In the 1930s, he wrote a few successful travel books, “Spanish Raggle-Taggle: Adventures with a Fiddle in Northern Spain” (1934) and “Don Gypsy: Adventures with a Fiddle in Barbary, Andulusia and La Mancha” (1936). Because of the many influences of his youth, Starkie would take on very different personas in his travel books: sometimes Irish, sometimes English, sometimes just a wandering minstrel or a fiddler. These works chronicled his interactions with all classes of people in Spain, which few other travel writers at the time did. He also spent a great deal of time with Andalusian gypsy musicians, chronicling their music and listening to their stories.  Writing gave him the chance to indulge in his passion for travel and music; for instance “Don Gypsy” is subtitled “Adventures with a Fiddle in Southern Spain.”

Walter Starkie's enduring ties with Spain took firmest root during the years 1940-54. Like many other Irish Catholics, Starkie was a backer of Franco during the Civil War and because of his support of the Falangist movement, the dictator had no objection to his 1940 nomination as representative of the British Council to Spain. Starkie founded the British Institute in Madrid and was also appointed Britain's cultural attaché. The Institute thrived due to Starkie’s amazing personality, in stark contrast to the haughty staff at the British Embassy, which did little to foster warm ties with the Spanish people. His many Spanish admirers quickly acclaimed him the most dynamic and most productive ambassador of good will ever to have served the Spanish and English-speaking nations. On any evening during Starkie’s tenure at the British Institute, one could meet  Madrid’s cultural elite including Pio Baroja, future Nobel Prize winning novelist Camilo Jose Cela, painters like Ignacio de Zuloaga and many others.  He founded branches of the British Institute in Barcelona, Bilbao, Valencia, and Seville, taught comparative literature at the University of Madrid, and lectured in almost every other university in Spain.

Thanks in part to Starkie’s outsized influence, Spain remained neutral during the war.  During the war, he also helped set up and operate an escape route for British airmen shot down over France.
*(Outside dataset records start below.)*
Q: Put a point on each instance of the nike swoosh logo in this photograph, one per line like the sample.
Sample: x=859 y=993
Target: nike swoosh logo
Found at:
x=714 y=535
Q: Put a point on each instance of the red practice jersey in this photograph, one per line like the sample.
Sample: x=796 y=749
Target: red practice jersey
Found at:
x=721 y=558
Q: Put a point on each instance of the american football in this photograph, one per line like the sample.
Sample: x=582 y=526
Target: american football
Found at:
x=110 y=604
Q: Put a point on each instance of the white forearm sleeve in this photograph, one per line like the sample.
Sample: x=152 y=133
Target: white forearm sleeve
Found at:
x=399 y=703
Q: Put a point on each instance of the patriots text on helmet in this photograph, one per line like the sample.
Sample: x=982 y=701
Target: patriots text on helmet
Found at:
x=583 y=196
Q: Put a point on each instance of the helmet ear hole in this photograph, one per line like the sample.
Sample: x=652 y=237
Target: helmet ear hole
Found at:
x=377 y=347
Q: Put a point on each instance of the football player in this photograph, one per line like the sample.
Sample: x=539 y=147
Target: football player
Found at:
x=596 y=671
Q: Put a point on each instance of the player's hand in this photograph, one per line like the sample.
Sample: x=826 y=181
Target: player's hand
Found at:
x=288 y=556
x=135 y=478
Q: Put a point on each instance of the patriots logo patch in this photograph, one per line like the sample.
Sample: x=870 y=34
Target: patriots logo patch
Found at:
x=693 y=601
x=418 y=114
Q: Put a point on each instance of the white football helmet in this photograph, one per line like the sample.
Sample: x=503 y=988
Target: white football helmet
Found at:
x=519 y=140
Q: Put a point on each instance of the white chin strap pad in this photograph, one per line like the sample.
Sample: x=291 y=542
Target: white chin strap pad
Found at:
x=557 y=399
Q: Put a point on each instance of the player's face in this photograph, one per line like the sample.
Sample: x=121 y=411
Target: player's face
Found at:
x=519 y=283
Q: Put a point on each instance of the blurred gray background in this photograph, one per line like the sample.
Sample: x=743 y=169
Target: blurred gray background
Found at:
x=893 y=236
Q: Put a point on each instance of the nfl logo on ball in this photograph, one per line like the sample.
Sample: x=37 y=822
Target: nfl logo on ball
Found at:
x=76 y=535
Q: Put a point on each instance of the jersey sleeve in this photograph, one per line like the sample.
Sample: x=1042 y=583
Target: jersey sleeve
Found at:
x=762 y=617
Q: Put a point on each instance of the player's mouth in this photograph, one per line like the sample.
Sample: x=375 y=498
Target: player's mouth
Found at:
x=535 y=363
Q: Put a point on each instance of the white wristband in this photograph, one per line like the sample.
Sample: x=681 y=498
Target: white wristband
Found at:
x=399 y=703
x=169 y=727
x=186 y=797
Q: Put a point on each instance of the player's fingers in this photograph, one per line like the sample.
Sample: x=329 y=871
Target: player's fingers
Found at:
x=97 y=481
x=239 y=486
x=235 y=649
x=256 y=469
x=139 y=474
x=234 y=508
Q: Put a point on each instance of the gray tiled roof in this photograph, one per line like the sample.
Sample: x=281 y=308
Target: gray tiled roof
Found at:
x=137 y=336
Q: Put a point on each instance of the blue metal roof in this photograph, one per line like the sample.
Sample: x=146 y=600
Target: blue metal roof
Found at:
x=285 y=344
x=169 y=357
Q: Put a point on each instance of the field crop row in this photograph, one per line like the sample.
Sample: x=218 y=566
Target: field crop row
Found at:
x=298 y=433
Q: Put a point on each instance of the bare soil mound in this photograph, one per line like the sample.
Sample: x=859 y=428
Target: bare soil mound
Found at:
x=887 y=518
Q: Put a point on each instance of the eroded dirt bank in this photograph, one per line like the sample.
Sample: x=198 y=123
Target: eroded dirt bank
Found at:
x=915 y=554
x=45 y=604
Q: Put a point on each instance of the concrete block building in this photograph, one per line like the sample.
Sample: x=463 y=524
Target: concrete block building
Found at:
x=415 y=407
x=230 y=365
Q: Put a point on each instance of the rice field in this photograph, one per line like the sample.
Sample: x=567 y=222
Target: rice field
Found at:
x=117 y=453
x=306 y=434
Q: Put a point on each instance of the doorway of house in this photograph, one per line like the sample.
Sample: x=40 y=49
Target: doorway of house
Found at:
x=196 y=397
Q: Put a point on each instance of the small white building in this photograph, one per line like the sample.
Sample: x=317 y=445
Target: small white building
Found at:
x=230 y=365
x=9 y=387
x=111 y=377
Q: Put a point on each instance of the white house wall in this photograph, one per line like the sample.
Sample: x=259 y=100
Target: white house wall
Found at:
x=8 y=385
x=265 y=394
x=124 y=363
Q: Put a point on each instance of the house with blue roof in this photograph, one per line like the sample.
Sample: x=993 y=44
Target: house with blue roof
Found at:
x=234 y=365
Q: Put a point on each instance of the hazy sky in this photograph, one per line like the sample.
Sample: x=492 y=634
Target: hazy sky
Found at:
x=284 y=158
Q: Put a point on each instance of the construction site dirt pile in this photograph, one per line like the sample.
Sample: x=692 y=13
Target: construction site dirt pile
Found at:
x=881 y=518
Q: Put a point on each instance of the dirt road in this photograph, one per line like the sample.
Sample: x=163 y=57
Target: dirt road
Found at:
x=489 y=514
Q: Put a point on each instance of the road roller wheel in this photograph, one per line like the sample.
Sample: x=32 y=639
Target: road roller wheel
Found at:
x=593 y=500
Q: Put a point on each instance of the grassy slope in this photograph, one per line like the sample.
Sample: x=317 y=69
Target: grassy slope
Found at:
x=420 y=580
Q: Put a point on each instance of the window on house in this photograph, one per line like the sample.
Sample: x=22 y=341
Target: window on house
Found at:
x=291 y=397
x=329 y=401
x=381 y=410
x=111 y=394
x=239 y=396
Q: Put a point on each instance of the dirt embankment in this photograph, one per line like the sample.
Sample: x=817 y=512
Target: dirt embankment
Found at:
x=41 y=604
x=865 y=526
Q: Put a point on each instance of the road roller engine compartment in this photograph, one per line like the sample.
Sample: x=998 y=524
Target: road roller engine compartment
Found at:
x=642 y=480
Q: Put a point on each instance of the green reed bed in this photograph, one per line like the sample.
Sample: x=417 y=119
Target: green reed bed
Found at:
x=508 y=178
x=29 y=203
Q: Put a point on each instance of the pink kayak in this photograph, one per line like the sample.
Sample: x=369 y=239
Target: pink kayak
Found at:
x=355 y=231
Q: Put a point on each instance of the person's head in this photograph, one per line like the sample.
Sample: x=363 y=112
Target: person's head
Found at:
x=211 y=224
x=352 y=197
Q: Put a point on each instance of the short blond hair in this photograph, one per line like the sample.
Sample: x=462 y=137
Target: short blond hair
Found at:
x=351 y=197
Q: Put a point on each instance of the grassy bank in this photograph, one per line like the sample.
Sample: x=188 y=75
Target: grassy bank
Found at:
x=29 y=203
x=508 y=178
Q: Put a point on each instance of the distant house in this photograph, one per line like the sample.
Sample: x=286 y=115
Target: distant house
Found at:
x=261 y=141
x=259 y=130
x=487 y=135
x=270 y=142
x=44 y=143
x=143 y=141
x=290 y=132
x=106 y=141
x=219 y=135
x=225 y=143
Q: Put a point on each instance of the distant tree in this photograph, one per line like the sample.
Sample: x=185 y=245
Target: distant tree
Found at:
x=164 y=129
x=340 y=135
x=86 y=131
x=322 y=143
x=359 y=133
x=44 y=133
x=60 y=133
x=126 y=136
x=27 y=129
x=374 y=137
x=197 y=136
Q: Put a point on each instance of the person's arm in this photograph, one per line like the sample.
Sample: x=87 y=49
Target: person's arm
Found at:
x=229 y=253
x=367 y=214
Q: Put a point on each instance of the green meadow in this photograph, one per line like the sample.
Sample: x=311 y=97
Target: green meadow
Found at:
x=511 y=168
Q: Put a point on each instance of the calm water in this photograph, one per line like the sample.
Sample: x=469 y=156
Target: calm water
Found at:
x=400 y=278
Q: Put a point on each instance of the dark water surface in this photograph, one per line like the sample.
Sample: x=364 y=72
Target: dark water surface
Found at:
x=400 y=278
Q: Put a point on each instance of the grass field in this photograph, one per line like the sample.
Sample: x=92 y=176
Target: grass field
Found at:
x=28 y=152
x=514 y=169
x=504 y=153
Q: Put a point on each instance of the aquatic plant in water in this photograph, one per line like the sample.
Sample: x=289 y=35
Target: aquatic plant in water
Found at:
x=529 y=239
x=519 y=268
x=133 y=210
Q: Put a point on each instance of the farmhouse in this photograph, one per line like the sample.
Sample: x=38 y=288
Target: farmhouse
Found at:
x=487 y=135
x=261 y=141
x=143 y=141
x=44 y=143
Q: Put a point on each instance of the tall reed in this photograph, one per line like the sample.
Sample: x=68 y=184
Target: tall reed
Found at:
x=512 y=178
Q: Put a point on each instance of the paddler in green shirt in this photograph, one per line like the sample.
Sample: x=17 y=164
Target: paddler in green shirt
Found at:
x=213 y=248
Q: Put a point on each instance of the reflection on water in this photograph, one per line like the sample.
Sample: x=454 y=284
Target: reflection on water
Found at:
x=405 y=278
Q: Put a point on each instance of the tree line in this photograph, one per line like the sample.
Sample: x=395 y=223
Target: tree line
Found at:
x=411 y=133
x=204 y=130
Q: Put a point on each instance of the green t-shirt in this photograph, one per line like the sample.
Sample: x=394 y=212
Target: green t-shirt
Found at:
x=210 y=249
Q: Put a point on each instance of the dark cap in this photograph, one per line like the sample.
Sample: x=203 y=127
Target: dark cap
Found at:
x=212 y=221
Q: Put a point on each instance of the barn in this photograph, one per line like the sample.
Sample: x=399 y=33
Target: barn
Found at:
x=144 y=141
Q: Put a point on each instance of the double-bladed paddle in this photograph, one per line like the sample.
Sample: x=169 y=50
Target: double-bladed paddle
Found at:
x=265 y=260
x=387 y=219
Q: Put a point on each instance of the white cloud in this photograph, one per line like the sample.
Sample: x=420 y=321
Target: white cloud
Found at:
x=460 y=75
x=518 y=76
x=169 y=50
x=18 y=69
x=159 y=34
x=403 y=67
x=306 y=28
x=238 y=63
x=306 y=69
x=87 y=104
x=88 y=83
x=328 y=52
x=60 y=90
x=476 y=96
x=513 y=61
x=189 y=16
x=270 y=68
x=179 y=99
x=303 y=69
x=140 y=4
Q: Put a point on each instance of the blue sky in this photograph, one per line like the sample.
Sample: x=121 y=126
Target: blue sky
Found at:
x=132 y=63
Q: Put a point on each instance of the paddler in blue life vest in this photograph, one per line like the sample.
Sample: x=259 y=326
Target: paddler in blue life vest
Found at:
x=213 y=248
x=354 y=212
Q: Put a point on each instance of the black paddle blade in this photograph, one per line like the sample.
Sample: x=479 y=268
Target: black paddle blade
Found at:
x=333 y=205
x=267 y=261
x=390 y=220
Starkie and his wife also allowed their large flat at number 24 Calle del Prado to be used as a safe house for escaping Jewish refugees.

Starkie helped to popularize Spanish literature in the English-speaking world, publishing his translation of “Don Quixote.” He was fascinated by the image of the Andalusian pícaro, the rogue or chancer who made a living by conniving.  

In 1954, he reluctantly left for the United States where he taught in several universities, but he always kept a home in Madrid, where he planned to retire. He returned to Madrid in 1970 and lived there until his death in 1976. His body was brought home to Ireland and now rests in the family tomb in Dublin.